How do I get an electronic patient file?
As a rule, you need registered access to the online area of your health insurance company, the app provided by your health insurance company (Google Play/Apple Store) and your electronic health card (eGK).
To activate access, you will also need a PIN, which you will receive from your health insurance provider. Your health insurer will tell you in detail how to apply and register.
Once the card is activated, you can access your data via special apps for your smartphone or tablet (ePA app). These apps are developed by the health insurers and made available in the app stores. Access via a desktop PC is not currently available.
The ePA apps for smartphone and tablet use two-factor authentication (2FA). This is a proof of identity that verifies your legitimacy through two different channels. It’s similar to online banking: an online access from your bank and an associated TAN number.
How does the electronic health record work?
Via your health insurance company’s app, you can use your smartphone or tablet to upload health-related data such as doctor’s reports, and soon also lists of medications or laboratory findings, to your electronic patient record.
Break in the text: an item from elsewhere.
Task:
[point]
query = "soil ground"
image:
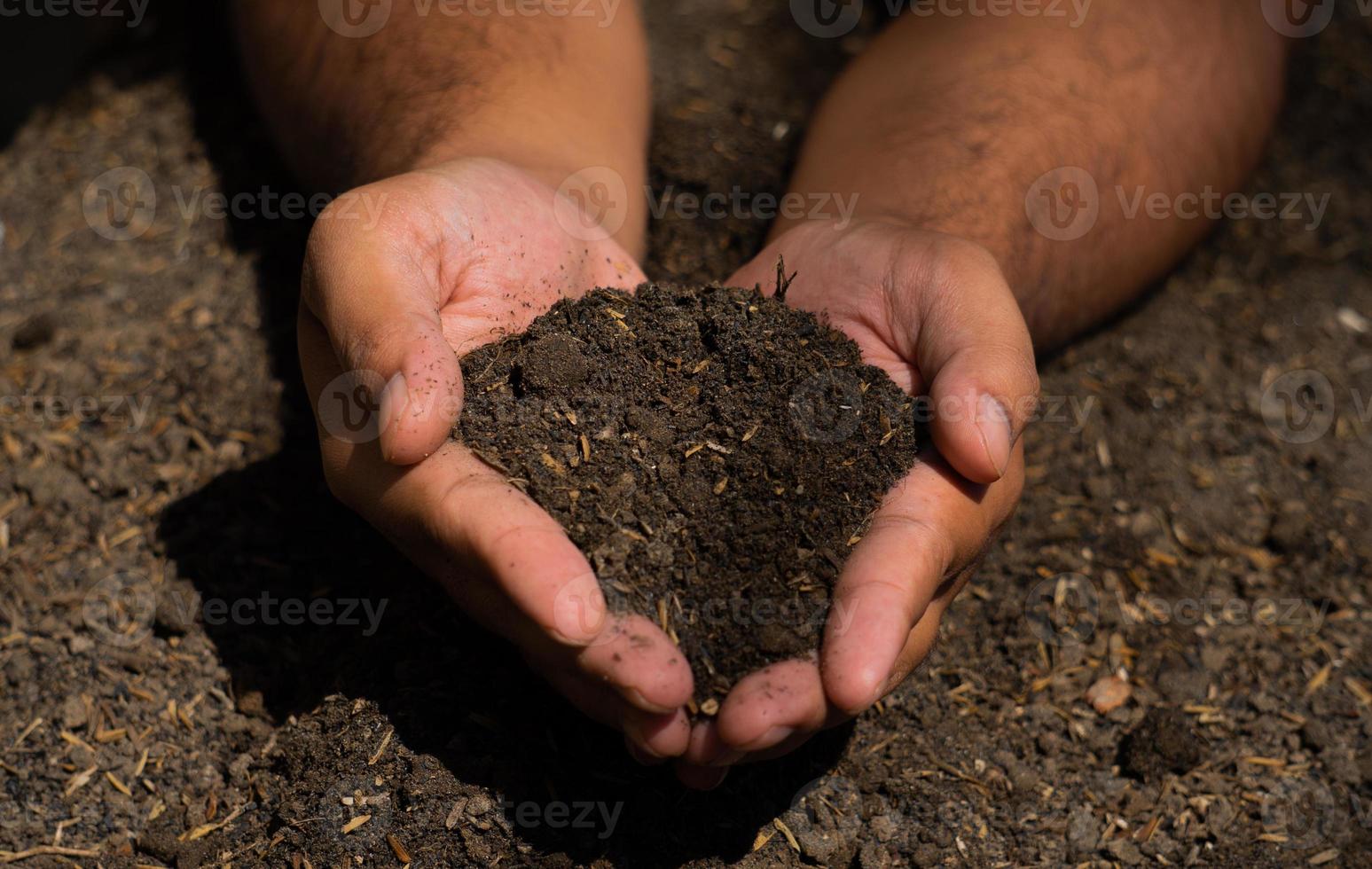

At your request, your doctor can also store relevant documents.
You can delete data that should no longer appear in your electronic patient record at any time, even if you did not upload it yourself.
Anonymous data for research
In the future, insured persons will be given the option of making data from their electronic patient file available to medical research. This also applies to research-based pharmaceutical companies in Germany. This data donation is voluntary and anonymous.
Conclusions about your person are excluded. Your individual medical history remains anonymous. However, by donating your data, you are making an important contribution to improving care and prevention in the German healthcare sector.
This so-called voluntary secondary use of your data enables, among others:
- uncover very rare side effects of a drug or treatment, as larger patient groups can be studied (> 100,000 participants)
- improved diagnosis of rare diseases
- a faster evaluation and increased safety in the development of new treatment options (e.g.: personalized medicine)
- early containment of pandemics
- targeted prevention measures
You can only access your electronic patient record directly via your own smartphone or tablet. However, you can also have your electronic patient record processed directly by your doctor’s office.
With your electronic health card and a PIN (provided by your health insurance), the doctor’s office can also manage your electronic patient record via its practice management system (PVS).